# 2003-2006 Mercedes AMG Hub Bore?



## VR6OOM (Nov 8, 2002)

I just picked up a set of the below wheels. The info I found on them were that they had a center bore of 66.56mm. I had a set of wheel-hubcentric adapters made. The hub bore on the wheel is larger than 66.56. I measured them to be ~72.56mm after I got the adapters made..... 

So either: 

A) Mercedes had different bore sizes on this wheel 
B) My info obtained on 3 separate sites that confirmed 66.56 was wrong 
C) The wheel bore was enlarged at somepoint 

So I need to have some custom hubrings made now and just want to confirm Mercedes came with a 72.56 hub bore at some point. My gauge is fairly accurate but I would like to know the exact measurement.


----------



## VR6OOM (Nov 8, 2002)

Did mercedes offer a hub bore of 72.56 between 2003 and 2006?


----------



## [email protected] (Jul 17, 2009)

I have never heard of Mercedes having anything other than 66.56mm. 72.56mm is a BMW cb


----------



## 87vr6 (Jan 17, 2002)

Those are probably not actually MB wheels.. But rather cheap reps... cheap jap wheel makers do that all the time, make a big center bore so they will fit many cars. 

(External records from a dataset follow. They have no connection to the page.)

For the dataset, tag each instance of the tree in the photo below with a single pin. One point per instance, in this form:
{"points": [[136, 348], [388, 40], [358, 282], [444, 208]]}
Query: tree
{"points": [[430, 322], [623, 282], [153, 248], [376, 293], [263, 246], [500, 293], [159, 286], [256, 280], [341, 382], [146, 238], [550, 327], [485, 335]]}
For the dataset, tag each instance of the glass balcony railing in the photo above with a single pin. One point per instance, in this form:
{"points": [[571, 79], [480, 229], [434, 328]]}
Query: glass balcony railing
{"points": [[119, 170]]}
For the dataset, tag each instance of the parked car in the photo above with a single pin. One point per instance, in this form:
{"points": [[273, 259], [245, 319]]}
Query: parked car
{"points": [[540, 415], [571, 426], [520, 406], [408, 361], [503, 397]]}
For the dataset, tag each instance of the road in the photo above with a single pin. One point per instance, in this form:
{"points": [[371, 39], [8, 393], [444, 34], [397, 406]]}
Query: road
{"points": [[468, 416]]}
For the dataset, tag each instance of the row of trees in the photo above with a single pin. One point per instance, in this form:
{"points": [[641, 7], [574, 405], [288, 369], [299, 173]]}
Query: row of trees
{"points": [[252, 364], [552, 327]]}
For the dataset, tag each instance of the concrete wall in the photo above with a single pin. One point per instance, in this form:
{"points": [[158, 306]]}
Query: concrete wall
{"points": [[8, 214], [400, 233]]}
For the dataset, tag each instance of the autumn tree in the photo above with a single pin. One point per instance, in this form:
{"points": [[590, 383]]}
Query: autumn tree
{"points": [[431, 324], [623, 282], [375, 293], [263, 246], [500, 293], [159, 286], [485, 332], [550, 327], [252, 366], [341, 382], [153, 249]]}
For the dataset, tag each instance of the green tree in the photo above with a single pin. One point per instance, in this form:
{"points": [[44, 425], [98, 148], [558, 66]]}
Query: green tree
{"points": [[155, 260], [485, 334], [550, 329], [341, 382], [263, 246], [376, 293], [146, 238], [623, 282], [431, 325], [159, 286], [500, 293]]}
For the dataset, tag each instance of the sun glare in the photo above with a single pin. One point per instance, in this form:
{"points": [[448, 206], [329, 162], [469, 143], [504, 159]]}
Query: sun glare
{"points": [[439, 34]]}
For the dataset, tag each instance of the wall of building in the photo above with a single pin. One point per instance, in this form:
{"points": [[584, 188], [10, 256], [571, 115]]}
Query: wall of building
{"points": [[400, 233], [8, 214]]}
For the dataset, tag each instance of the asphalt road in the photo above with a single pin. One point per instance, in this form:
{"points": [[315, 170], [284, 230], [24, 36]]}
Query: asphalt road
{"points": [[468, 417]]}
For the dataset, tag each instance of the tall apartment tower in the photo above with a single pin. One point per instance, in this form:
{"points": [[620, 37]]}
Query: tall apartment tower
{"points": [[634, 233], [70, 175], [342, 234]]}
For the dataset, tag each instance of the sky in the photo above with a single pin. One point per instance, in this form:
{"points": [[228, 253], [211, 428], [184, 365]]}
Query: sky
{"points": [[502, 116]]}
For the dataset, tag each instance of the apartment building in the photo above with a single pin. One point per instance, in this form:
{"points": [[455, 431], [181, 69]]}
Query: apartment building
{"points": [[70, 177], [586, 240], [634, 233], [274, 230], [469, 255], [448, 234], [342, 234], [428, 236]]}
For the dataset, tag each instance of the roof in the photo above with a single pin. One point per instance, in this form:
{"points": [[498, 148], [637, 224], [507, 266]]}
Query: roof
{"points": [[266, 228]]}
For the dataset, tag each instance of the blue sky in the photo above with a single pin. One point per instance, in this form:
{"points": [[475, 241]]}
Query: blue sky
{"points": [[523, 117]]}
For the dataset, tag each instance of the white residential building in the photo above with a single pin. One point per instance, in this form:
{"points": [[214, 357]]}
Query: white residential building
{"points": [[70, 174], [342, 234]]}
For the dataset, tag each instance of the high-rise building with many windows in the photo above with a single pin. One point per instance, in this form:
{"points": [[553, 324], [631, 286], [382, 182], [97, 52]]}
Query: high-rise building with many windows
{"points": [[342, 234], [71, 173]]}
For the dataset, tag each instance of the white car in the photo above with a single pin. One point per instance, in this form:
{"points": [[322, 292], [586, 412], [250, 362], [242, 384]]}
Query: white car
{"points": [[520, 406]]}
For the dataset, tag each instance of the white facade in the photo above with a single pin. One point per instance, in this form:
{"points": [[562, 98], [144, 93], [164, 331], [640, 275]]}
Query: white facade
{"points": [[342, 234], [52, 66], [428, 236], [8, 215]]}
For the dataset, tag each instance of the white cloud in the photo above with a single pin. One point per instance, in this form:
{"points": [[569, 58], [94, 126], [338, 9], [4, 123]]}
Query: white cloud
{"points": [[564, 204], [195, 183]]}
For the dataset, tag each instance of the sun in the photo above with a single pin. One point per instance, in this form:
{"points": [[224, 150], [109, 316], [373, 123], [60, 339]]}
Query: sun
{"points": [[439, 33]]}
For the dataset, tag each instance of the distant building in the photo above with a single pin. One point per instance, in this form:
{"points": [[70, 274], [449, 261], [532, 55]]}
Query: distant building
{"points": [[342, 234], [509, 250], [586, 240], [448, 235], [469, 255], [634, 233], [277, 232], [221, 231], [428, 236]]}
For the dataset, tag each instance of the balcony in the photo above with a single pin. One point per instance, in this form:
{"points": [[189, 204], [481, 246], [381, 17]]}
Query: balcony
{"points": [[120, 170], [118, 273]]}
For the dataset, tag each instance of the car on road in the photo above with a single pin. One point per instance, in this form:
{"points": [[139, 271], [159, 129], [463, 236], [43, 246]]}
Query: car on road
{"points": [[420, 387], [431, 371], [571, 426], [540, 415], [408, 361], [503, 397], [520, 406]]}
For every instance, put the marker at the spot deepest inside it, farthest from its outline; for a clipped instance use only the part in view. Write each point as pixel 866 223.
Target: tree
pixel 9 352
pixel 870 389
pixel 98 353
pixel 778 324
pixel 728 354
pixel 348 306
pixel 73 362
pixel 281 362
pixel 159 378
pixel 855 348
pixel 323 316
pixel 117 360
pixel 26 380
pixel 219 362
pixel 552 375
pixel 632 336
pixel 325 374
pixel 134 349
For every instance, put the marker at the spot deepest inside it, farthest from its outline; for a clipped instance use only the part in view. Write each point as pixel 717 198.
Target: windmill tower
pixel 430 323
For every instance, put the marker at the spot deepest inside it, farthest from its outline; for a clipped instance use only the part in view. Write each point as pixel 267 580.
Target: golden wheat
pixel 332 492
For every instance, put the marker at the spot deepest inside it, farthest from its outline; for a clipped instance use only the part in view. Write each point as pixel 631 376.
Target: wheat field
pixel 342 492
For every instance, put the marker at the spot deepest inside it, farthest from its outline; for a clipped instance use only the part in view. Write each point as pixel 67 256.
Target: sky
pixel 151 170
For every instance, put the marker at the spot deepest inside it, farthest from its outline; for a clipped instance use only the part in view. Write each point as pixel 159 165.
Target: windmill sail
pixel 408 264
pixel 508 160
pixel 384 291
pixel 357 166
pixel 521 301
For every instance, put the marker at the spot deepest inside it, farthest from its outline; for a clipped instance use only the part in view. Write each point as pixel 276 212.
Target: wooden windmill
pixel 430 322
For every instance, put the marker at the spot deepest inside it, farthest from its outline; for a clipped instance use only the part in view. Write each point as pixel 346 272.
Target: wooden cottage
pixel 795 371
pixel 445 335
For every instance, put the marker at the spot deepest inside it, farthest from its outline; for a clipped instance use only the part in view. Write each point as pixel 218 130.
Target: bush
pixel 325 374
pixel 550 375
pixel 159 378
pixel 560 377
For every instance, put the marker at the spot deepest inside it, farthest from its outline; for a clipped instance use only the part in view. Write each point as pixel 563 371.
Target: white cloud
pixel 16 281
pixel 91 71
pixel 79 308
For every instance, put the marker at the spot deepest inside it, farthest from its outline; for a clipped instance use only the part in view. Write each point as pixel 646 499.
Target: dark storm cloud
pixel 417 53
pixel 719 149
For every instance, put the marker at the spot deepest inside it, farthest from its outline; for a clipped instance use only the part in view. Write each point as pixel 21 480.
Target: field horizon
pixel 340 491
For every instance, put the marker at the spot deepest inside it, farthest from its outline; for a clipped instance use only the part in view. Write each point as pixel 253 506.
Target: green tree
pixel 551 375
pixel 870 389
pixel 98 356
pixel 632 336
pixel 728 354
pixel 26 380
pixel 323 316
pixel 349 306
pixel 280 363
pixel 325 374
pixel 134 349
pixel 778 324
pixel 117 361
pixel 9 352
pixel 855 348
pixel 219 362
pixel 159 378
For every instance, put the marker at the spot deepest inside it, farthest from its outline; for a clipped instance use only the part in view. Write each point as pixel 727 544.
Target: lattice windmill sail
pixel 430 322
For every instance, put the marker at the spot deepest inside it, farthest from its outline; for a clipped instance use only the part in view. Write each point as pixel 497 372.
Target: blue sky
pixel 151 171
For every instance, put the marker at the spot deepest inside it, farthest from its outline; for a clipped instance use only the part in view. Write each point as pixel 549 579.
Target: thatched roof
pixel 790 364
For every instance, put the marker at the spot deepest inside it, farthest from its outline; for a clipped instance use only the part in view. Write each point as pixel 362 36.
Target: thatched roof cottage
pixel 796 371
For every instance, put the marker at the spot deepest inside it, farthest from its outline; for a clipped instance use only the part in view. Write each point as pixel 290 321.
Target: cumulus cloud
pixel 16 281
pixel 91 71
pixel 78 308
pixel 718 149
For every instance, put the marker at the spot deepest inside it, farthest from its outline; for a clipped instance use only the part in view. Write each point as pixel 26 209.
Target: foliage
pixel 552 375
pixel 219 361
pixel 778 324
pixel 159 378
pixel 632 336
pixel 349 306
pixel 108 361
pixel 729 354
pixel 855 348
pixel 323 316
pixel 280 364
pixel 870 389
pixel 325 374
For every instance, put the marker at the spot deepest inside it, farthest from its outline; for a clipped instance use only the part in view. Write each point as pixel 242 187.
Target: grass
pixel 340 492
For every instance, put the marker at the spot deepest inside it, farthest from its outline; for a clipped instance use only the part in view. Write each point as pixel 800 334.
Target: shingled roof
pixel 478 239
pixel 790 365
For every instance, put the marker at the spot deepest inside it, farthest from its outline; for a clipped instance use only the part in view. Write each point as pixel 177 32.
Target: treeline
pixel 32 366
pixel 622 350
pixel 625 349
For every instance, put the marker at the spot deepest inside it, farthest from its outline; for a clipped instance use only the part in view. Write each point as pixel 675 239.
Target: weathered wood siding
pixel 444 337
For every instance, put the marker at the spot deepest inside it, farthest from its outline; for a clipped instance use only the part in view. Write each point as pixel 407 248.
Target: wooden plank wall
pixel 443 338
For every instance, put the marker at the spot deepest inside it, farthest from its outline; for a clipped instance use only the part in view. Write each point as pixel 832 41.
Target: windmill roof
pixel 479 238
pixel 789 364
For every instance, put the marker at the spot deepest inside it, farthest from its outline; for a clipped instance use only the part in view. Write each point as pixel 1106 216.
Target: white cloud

That's a clear sign you should return them and not buy from some cut rate company again. 

I've dealt with a fair share of MB wheels from the early 90's and up, and they have all been 66.56


----------



## VR6OOM (Nov 8, 2002)

87vr6 said:


> Those are probably not actually MB wheels.. But rather cheap reps... cheap jap wheel makers do that all the time, make a big center bore so they will fit many cars.
> 
> That's a clear sign you should return them and not buy from some cut rate company again.
> 
> I've dealt with a fair share of MB wheels from the early 90's and up, and they have all been 66.56


 I got these off a friend and the purchase history is not known.


----------



## VR6OOM (Nov 8, 2002)

[email protected] said:


> I have never heard of Mercedes having anything other than 66.56mm. 72.56mm is a BMW cb


 I know that which had me thinking they were bored out for a BMW but they are 5x112, which BMW's aren't.


----------